Cancer cells make blood vessels drug resistant during chemotherapy

Peer-Reviewed Publication

Hokkaido University

ABCB1-Positive Blood Vessels After Chemotherapy

image: ABCB1-positive blood vessels (brown) after first-line chemotherapy in human urothelial carcinoma. Red and white arrowheads indicate ABCB1-positive and negative blood vessels, respectively. (Kikuchi H., et al., Cancer Research, June 15, 2020) view more 

Credit: Kikuchi H., et al., Cancer Research, June 15, 2020

Scientists at Hokkaido University and collaborators have identified how inflammatory changes in tumors caused by chemotherapy trigger blood vessel anomalies and thus drug-resistance, resulting in poor prognosis of cancer patients. Through mice experiment, the team also found that the combined usage of an inhibitor and anticancer drug makes chemotherapy more effective.

Chemotherapy is often chosen for treating inoperable cancers, such as locally advanced and metastasis cases. It is, therefore, essential to unravel drug-resistance in this treatment, which has been a major factor in making cancer malignant and causing metastasis.

Tumor blood vessels play a key role in cancer progression because they carry nutrients and oxygen to tumors and serve as pathways for metastasis. It had been generally believed that tumor endothelial cells (TEC) lining tumor blood vessels did not acquire drug-resistance. However, several years ago, the group's mice experiments showed TEC can obtain various anomalies, suggesting blood vessels, as well as cancer cells, can contribute to making tumors drug-resistant. For example, the group demonstrated for the first time that TEC in blood vessels resist paclitaxel - a chemotherapy medication used for second-line treatment of urothelial cancer - due to the expression of ABCB1 which pumps out the drug from blood vessels.

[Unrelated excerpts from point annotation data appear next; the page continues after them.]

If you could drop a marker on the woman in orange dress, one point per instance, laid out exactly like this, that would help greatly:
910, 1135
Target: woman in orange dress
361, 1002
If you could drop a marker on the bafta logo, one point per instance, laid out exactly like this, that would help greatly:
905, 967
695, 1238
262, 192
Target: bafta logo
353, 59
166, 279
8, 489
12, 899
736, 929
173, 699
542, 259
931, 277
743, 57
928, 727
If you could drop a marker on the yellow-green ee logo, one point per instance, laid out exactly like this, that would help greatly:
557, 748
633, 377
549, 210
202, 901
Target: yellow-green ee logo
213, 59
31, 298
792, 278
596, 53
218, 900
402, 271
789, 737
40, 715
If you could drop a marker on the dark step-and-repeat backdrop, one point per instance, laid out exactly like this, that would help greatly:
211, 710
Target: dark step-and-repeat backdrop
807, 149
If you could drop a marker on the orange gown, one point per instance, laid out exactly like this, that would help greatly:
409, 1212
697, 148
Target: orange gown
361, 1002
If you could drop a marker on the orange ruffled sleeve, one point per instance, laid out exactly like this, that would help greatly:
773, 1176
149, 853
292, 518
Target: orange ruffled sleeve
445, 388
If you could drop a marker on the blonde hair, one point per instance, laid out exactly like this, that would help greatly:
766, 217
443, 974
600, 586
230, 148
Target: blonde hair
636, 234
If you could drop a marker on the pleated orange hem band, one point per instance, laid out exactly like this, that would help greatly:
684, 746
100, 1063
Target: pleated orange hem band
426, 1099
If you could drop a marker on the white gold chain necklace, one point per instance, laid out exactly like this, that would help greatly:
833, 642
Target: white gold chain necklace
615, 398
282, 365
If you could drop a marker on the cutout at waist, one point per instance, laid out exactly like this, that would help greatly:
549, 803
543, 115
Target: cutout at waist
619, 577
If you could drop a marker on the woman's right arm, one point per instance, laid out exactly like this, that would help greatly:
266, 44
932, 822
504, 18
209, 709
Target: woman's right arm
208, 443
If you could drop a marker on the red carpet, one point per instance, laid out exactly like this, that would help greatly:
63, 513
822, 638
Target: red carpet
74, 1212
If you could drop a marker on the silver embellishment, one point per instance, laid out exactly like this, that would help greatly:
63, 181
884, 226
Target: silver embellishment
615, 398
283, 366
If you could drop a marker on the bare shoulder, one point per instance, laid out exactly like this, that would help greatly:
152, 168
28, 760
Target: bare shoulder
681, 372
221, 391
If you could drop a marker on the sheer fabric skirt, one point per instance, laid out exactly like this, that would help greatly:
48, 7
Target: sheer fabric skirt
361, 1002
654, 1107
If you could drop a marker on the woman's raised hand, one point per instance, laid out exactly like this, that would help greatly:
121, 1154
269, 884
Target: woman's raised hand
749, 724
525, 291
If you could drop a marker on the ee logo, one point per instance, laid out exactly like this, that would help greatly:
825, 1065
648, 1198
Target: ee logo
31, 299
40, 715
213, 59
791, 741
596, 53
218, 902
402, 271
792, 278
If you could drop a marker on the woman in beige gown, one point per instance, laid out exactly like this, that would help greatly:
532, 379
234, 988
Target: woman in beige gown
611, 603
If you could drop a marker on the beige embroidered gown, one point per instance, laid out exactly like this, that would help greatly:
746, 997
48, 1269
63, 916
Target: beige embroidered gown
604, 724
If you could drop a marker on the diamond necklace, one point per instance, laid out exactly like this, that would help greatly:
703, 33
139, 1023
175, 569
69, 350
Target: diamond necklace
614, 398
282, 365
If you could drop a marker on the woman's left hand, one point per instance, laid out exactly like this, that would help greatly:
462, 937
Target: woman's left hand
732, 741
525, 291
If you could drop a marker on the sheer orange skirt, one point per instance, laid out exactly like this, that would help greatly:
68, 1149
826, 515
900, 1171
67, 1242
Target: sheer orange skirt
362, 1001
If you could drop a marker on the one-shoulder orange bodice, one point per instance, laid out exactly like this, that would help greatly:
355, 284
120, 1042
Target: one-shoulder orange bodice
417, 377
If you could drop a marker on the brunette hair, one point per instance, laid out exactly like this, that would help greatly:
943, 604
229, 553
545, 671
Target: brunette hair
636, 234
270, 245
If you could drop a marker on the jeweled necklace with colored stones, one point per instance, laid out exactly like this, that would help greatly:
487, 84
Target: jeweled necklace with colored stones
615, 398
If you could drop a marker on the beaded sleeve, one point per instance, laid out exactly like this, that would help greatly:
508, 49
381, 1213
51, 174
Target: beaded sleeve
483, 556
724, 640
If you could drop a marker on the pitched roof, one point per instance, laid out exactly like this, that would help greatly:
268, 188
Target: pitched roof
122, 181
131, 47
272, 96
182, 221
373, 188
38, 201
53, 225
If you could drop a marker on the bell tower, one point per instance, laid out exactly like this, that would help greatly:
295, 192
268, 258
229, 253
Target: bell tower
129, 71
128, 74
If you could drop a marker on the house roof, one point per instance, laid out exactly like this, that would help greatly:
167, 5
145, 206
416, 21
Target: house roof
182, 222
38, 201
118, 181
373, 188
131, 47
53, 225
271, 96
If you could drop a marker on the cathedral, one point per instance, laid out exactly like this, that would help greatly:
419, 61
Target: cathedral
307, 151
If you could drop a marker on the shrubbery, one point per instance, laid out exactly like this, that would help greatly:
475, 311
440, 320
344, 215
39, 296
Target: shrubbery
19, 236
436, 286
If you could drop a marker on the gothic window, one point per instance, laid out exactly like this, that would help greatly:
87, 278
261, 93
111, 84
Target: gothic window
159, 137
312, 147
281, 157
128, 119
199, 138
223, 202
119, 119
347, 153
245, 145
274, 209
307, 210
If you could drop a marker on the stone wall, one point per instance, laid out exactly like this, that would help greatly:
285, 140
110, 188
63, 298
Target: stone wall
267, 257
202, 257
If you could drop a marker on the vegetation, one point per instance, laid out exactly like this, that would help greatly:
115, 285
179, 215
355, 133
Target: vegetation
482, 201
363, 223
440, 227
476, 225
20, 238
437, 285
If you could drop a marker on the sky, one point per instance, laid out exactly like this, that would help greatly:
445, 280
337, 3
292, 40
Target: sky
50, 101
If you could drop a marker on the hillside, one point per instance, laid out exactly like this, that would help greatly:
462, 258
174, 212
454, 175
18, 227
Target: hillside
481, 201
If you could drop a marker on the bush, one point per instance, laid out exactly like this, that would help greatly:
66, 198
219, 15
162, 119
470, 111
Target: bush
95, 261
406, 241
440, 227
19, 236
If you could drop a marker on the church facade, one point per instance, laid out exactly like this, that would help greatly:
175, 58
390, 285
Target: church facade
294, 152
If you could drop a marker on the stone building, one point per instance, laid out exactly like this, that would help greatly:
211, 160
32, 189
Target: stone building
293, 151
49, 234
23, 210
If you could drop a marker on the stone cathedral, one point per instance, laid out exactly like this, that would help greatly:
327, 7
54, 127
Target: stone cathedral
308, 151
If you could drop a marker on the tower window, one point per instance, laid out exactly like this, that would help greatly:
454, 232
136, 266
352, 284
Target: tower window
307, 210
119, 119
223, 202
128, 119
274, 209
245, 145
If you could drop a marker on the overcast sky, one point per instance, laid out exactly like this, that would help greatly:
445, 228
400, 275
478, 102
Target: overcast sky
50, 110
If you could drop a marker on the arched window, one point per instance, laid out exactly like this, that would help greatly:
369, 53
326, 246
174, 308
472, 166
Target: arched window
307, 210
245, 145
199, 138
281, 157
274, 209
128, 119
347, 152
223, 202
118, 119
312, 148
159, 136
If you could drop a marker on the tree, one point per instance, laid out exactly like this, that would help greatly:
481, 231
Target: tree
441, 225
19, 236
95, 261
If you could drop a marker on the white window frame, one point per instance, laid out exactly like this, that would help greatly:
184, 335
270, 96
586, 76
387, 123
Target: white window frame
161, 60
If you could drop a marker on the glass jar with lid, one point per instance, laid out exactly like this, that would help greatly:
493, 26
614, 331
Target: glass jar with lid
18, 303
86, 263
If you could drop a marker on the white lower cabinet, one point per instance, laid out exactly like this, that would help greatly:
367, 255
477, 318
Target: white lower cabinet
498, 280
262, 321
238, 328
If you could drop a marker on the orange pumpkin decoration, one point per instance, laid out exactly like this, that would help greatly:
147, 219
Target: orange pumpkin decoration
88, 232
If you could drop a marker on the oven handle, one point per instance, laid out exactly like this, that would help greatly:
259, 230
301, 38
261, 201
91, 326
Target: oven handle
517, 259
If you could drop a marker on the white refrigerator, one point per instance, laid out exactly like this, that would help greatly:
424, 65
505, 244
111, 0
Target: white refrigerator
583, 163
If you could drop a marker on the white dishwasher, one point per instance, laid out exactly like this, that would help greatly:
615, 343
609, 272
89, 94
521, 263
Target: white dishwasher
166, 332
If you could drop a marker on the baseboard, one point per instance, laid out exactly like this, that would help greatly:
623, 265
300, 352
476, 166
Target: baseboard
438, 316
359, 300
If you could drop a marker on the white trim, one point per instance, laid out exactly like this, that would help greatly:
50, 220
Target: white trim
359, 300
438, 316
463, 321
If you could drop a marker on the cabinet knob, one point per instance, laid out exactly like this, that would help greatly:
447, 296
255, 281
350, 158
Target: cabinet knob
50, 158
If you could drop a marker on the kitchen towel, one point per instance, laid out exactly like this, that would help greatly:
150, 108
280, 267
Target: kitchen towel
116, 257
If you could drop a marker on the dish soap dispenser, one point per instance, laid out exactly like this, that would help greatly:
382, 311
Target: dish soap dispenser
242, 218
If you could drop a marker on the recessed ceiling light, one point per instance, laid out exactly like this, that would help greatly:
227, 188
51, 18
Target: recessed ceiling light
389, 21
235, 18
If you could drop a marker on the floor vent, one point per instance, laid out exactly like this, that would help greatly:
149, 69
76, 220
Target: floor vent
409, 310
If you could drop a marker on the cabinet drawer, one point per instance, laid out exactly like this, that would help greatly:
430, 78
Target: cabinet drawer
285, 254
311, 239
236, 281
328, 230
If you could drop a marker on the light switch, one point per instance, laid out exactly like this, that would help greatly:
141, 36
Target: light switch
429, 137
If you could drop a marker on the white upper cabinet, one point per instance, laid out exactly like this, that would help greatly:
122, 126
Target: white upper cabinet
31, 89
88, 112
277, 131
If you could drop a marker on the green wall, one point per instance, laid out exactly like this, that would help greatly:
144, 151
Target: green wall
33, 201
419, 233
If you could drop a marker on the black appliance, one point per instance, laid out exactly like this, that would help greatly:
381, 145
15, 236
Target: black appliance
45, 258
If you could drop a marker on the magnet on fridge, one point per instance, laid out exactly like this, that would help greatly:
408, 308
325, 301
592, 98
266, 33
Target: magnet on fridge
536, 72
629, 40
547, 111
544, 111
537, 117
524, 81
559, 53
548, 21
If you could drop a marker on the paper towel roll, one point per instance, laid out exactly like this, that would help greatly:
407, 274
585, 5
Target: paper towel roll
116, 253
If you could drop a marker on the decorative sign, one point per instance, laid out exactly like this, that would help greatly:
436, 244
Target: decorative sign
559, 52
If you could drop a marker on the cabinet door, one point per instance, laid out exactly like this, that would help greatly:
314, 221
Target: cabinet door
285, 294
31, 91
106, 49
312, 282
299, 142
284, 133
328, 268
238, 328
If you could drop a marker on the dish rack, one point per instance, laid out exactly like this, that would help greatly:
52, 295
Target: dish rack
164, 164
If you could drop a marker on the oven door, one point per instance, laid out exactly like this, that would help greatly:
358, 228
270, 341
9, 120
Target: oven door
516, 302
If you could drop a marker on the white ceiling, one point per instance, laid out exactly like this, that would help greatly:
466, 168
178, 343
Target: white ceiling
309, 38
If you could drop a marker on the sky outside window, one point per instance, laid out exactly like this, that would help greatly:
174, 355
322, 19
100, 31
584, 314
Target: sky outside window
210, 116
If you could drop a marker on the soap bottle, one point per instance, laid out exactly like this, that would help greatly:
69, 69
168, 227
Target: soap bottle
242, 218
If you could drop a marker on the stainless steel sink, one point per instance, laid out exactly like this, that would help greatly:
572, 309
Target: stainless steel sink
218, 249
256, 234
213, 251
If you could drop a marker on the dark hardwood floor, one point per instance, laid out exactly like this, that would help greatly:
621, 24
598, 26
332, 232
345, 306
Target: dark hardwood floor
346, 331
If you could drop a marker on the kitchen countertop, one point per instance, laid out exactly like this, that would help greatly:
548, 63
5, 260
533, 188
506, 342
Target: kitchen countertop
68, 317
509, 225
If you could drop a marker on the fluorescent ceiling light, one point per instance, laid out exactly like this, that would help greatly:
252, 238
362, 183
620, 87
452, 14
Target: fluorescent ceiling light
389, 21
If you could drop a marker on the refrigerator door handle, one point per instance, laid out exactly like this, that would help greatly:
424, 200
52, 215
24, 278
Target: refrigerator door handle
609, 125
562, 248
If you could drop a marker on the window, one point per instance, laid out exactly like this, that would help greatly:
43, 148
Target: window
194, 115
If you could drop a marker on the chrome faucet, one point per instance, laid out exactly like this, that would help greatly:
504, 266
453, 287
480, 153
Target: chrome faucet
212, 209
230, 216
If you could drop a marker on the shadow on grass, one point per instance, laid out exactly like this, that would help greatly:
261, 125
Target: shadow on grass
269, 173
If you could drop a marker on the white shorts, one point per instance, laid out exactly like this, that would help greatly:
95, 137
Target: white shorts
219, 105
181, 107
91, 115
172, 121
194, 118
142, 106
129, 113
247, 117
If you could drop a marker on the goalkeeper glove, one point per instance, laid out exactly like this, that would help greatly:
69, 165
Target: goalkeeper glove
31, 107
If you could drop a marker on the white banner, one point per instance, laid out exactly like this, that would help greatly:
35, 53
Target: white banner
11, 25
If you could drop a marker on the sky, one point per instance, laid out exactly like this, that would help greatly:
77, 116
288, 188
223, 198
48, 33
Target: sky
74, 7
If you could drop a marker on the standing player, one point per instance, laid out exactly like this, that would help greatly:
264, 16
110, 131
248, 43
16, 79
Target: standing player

However, much remains unknown about how human blood vessels are involved in cancer acquiring drug-resistance.

To help unravel this mystery, the group first analyzed tumor tissue samples from urothelial cancer patients before and after they underwent first-line chemotherapy. They found ABCB1 expression was increased in TEC in blood vessels of more than 60 percent of patients who received chemotherapy, and that their prognoses were poorer than patients whose ABCB1 expression remained the same after the treatment.

In addition, they analyzed TEC in blood vessels and bladder cancer cells to study how chemotherapy affects ABCB1 expression. The results showed that the increased secretion of interleukin-8 (IL-8) in cancer cells after chemotherapy caused inflammatory changes, increasing the ABCB1 expression in TEC. In another experiment, mice with urothelial cancer administered with the ABCB1 inhibitor together with paclitaxel showed suppressed formation of new blood vessels and thus metastasis to the lung.

"Our study provides evidence, for the first time in humans, that inflammatory changes in tumors can cause drug resistance in cancer blood vessels," says Kyoko Hida of Hokkaido University who led the group. "These findings could help devise new treatment strategies, such as the development of inhibitors targeting ABCB1 and IL-8, to suppress drug resistance and improve prognosis."